By default, QUIT is compiled with support for NIFTI and NRRD formats. The preferred file-format is NIFTI for compatibility with FSL and SPM. By default QUIT will output .nii.gz files. This can be controlled by the QUIT_EXT environment variable. Valid values for this are any file extension supported by ITK that QUIT has been compiled to support, e.g. .nii or .nrrd, or the FSL values NIFTI, NIFTI_PAIR, NIFTI_GZ, NIFTI_PAIR_GZ.
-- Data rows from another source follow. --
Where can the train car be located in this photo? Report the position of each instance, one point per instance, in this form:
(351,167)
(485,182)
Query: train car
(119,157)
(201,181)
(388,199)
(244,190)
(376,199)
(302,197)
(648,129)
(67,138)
The ITK library supports a much wider variety of file formats, but adding support for all of these almost triples the size of the compiled binaries. Hence by default they are excluded. You can add support for more file formats by compiling QUIT yourself, see the Developer documentation. Note that ITK cannot write every format it can read (e.g. it can read Bruker 2dseq datasets, but it cannot write them).

Scripting

The QUIT tools are designed to be used inside shell scripts or SGE jobs. 3 scripts are provided along with the binaries. qi_composer.sh uses the qi_coil_combine program to correctly combine complex data from multiple element RF coils. qi_example_mcd_b1.sh and qi_example_mcd_hifi.sh give example mcDESPOT processing pipelines. The first assumes that you have a good B1 map and have already registered all the input volumes to a common reference. The second shows one of doing this using FSL. Registration is beyond the scope of QUIT, so you must have additional tools installed for this.